Some days I have nothing to write about, but I still need to write. For example now, we just came back from lunch and I had an entire rack of pork ribs and a large salad, and I'm falling asleep. I'd rather use this time to write than to pretend to work. Usually the over-eating dullness disappears after an hour or so (the innate dullness, never).

Lately I've been thinking: if I am not creating new memories to cherish, I should at least cherish old ones. There was a time when I didn't write and of which there is no registration, and I think every now and then I will revisit an old memory in order to preserve it.

Somebody once asked me "what is your first memory", but I think this is impossible to estimate. First of all, the order of your memories quickly falls out of place, even as an adult. You might remember one vacation coming after another when in reality they are in reverse, or you may think that yesterday you used x clothes but it was really the day before. What you usually retrieve from your memory when someone asks a question like this is a salient early memory.

So that is what I will do: I will describe a salient early memory.

I was about 4 or 5 years old and was out playing in the snow with my sister, who is two years younger than me. We had a toboggan and we slid down a slope. The slope was "encased" by a fence, and to get back home we had to climb up the slope.
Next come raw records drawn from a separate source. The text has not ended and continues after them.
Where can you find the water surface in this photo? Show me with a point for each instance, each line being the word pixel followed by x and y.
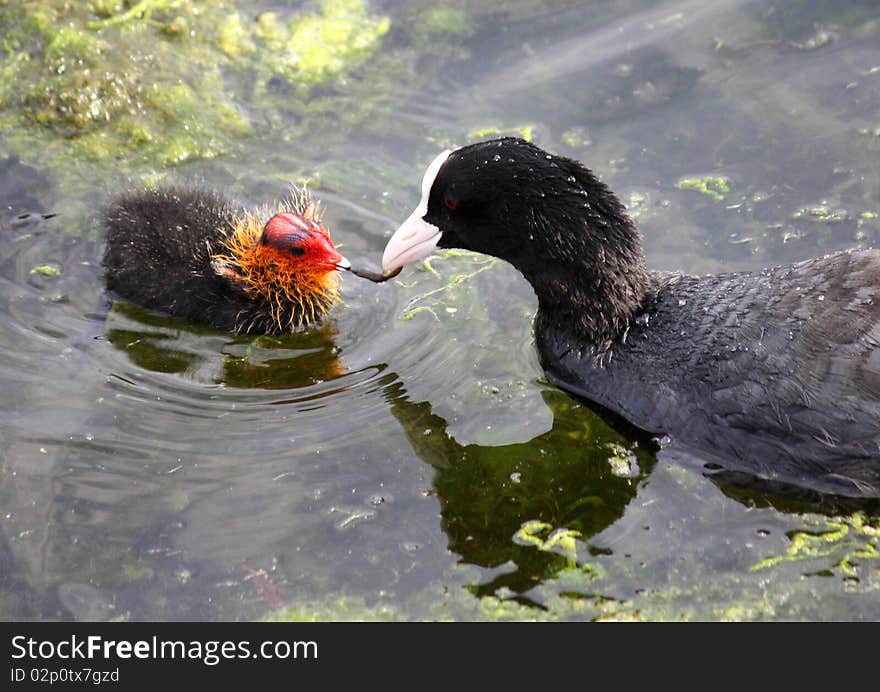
pixel 407 459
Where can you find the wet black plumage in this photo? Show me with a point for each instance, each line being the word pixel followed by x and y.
pixel 773 373
pixel 161 252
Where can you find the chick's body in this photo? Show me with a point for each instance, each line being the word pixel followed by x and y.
pixel 189 252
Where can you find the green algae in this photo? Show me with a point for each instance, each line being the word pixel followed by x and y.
pixel 445 296
pixel 153 84
pixel 853 538
pixel 46 270
pixel 713 186
pixel 526 132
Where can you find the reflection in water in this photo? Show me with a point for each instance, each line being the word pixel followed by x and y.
pixel 286 361
pixel 580 475
pixel 152 470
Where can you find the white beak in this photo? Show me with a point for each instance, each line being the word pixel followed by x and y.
pixel 416 238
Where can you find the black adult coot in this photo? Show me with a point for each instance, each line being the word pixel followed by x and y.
pixel 773 373
pixel 189 252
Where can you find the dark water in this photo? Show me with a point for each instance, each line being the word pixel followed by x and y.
pixel 407 460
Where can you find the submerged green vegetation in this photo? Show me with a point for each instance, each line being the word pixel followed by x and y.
pixel 160 82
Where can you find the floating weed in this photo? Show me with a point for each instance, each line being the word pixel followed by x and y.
pixel 412 307
pixel 713 186
pixel 821 214
pixel 855 536
pixel 526 132
pixel 46 270
pixel 561 541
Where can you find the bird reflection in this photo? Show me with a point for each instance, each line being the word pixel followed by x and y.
pixel 170 345
pixel 579 476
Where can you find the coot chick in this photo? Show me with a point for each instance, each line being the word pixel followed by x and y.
pixel 189 252
pixel 775 374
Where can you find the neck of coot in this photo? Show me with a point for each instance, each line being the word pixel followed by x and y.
pixel 590 275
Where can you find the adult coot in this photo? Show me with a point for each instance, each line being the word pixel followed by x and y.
pixel 189 252
pixel 773 373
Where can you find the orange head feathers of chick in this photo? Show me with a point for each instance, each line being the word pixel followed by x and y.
pixel 289 264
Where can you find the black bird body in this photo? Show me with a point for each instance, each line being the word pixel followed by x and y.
pixel 162 250
pixel 774 373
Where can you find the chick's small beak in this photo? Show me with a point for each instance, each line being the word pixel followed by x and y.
pixel 415 239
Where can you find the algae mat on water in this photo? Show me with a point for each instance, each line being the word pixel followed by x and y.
pixel 160 82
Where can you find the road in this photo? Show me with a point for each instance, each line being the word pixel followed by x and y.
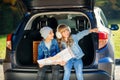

My sister was too young to walk it up, and me too weak to push her on the sled or carry her. I started crying because we were stuck at the bottom of the slope and I didn't want to abandon my sister there.

Many years later, flipping through an old photo album, I found a picture almost describing this memory. I was in full snow gear, crying, holding a rope that was tied to a sled where my sister was sitting. I thought "no way, it's impossible that someone took a photo of us, I must have seen the picture as a kid and confabulated the story behind it".

Since then, I sometimes ask people what is their earliest memory. They say X or Y. I inevitably ask: is there a photo of this memory? and (much) more often than not they say yes. Recently I stumbled upon research that supports this theory, even as adults we make up stories around old photos.

I'd say one of the early salient (and true) memories was this:

My mother sent me to school alone on a snowy day. I must have been five years old, school was absurdly close though as a child it felt far away. On my way there I found a cat. The cat approached me and circled around my legs and then positioned itself in front of me. Without a warning it jumped to my face. I felt its claws get stuck on the hood of my jacket, I fell backwards and the cat went off running. I went back home crying and told my mother.

My mother said the cat was probably hungry. She gave me a hot dog to feed the cat, but I wanted her to come with me because I was afraid. She said it was OK, a cat wouldn't harm me, especially if I was carrying food for it. I went back outside terrified with the hotdog in my hand, but the cat didn't reappear.

I would have recurring nightmares of the cat jumping to my face for years perhaps, but I don't recall these as especially terrifying, it's more like it replaced the dream where you fall and wake up startled. It didn't cause me to dislike or be afraid of cats (as far as I know).

Post-lunch stupor has dispelled, and I'm done writing my memory. Back to work.